Pre Marriage Blues Part II

Okay, so I am blogging after a looong time....but am blogging at least. Tomorrow is April 1st...which doesn't sort of cool my senses or calm my nerves (not that somebody is going to make a fool out of me on this 'auspicious day') but apparently my marriage date is set on April 27th - which is the reason that I have begun to feel all sorts of different emotions at one go. You name it I got it! Nervous, excitement, happiness, sadness, angry - Wow!!!

Shopping is on - though not everything listed is purchased. Have given myself a three day break - and am not active at all! The sarees that I purchased well have got seven of them already! Now I have to learn how to drape them - can't expect somebody to come and do it for you. One thing my elder cousin told me was to learn everything on my own. Be independent. Learn to be strong and rest will follow. Then you know how the feeling is - you feel you just have a few days to stay at your parents home so enjoy as much as you can, get pampered, etc, etc...But I guess maybe practising to be strong, to be independent starts here....

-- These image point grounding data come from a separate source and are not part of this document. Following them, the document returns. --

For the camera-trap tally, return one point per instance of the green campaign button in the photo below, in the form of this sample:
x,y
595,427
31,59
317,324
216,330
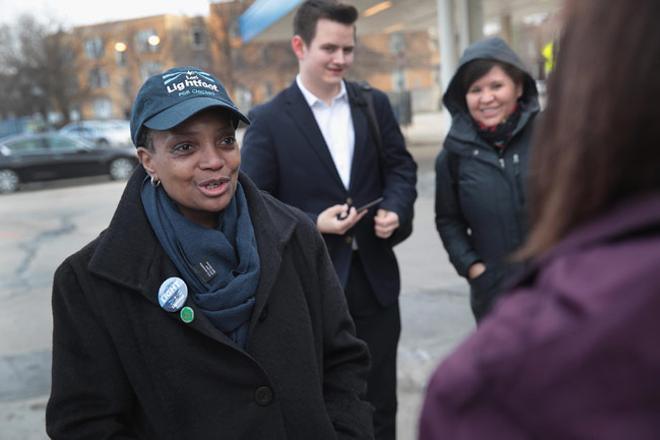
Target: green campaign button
x,y
187,314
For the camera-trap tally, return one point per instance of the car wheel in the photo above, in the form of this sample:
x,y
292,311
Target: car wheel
x,y
8,181
121,169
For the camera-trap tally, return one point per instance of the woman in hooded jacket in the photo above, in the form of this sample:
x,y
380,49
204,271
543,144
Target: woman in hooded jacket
x,y
480,173
572,351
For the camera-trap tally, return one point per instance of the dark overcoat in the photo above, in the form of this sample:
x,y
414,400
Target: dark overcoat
x,y
480,197
284,152
125,368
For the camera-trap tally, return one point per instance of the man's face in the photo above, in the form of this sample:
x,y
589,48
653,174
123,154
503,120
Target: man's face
x,y
327,58
197,163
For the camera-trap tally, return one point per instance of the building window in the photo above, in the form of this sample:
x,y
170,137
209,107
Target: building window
x,y
198,38
127,86
397,43
268,89
398,80
102,108
150,68
98,78
147,41
94,48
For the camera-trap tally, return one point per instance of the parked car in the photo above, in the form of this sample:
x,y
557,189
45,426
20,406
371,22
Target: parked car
x,y
115,132
49,156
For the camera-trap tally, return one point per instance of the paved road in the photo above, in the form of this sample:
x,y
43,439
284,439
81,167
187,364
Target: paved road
x,y
38,228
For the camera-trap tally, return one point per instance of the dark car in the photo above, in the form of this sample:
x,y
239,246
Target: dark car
x,y
115,132
49,156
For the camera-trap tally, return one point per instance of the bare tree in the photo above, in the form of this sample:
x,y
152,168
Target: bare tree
x,y
37,69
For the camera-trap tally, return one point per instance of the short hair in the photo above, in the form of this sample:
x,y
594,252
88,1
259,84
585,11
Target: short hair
x,y
474,70
597,142
311,11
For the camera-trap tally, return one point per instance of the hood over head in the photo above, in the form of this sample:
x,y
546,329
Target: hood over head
x,y
493,48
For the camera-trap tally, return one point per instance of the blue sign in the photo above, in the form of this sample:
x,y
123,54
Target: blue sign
x,y
261,15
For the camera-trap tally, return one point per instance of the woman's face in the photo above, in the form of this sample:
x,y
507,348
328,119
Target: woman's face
x,y
197,163
492,98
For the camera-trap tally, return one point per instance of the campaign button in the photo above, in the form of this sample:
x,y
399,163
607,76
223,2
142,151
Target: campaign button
x,y
172,294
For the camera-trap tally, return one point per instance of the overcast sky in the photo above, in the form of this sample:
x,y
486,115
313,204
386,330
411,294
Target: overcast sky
x,y
79,12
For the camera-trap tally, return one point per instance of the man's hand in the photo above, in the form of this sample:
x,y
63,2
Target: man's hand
x,y
476,269
385,223
328,221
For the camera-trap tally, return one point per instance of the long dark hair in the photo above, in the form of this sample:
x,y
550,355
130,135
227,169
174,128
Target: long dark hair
x,y
599,139
311,11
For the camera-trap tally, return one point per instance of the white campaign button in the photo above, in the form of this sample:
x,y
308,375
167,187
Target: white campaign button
x,y
172,294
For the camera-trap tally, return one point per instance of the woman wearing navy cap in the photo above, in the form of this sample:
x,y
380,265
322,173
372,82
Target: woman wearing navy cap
x,y
207,309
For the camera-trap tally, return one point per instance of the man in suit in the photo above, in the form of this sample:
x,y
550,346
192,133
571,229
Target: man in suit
x,y
312,147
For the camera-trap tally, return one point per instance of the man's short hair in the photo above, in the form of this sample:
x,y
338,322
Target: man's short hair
x,y
311,11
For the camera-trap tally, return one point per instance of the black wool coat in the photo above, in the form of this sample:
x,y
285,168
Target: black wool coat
x,y
125,368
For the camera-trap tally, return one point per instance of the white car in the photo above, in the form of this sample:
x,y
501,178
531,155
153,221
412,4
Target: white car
x,y
111,132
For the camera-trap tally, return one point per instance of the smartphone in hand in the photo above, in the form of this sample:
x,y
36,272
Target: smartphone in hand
x,y
359,209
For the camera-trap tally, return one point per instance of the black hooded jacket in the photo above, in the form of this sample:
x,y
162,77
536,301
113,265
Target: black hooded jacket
x,y
480,190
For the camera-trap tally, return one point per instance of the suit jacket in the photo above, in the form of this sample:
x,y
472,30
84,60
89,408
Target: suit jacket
x,y
285,154
124,367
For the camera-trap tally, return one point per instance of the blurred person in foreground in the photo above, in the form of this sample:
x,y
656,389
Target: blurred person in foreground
x,y
573,352
480,198
207,309
321,147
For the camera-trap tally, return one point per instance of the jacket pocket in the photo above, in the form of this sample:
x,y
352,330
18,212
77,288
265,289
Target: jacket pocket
x,y
484,290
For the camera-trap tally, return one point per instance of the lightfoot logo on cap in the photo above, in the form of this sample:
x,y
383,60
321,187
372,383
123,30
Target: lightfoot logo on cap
x,y
172,294
191,81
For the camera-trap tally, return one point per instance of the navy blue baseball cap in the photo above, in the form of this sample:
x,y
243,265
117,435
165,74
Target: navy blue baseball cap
x,y
167,99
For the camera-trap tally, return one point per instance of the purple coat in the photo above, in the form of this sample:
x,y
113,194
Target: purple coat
x,y
573,353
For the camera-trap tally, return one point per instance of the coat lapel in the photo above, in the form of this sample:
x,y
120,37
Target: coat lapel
x,y
273,229
130,255
302,115
360,127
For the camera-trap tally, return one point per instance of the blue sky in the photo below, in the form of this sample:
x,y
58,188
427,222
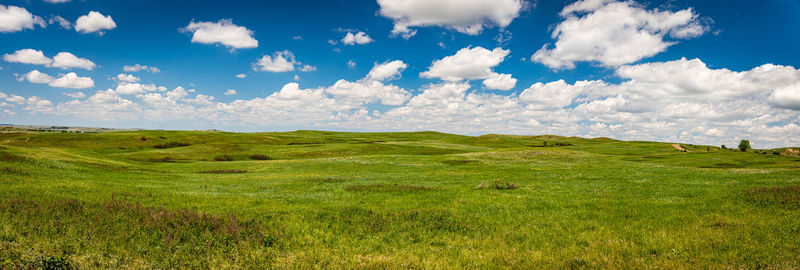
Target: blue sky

Trying to learn yoga (completely this time) wouldn't want to end up looking fat even after marriage or for that matter put on that extra weight. Meditation is something which can help me as well. Have got several advices as to going to a massage parlour so that your skin glows on your D-day. Am trying to myself motivated - but thats easier said than done. No longer do I try to feel happy, try to feel special something or the other crops up to dash it off.

And in this state of mind - negativity make its way - guess its just waiting around the corner to catch hold of its next victim (not that its difficult to find victims, but the more the merrier) and its also easy to make yourself feel - Oh poor me, how will I go through this, how will my relatives be? There is precisely no end to this.

Watch out for this space coz you might just get to read more of my roller coaster emotions or my pre marriage blues! Wish me luck!

Monday, March 16, 2009

Pre Marriage Blues - Part I

Okay....so whoever said that getting married is the most easiest thing to do in life must have eloped or must be dumb to say that (sorry to say that but couldn't help it). While its true that the real picture comes after you get married - just taking the first step could probably be well, shaky. As for me well will be getting married in a month - and there are all sorts of emotions that are running through my heart, different sort of thoughts running through my head. All I know is that I want to be really really happy when I get married and even after marriage. Take that extra effort, do something that I haven't really done. As Buz Lurhmann says, "Do something that scares you", probably not every other day. But yeah I mean when I look back at my life there are few things that I do regret. But then as they say if you do not make mistakes - you cannot be perfect. In fact these very mistakes help you to be perfect....

But its like that, a different phase taking place. And though am nervous as hell coz I will be leaving my safe and warm zone and moving to another zone, its going to take time to adjust to that whole new world. Coz I haven't stayed with my relatives let alone mingle with them so..... And the very fact being that I have always stayed in touch with my friends. They mean everything to me. So....well. Lets see.

Anywayz...so thats that every other day I keep on giving a philosophical talk to myself to motivate me to keep myself ready for whatever will happen in the future. So am trying to brush it off my shoulders.... Breathe in...Breathe out....Gosh!!!! Will keep you posted on whats happening....haven't started out with shopping as yet...so.....will let you know the first item on my list!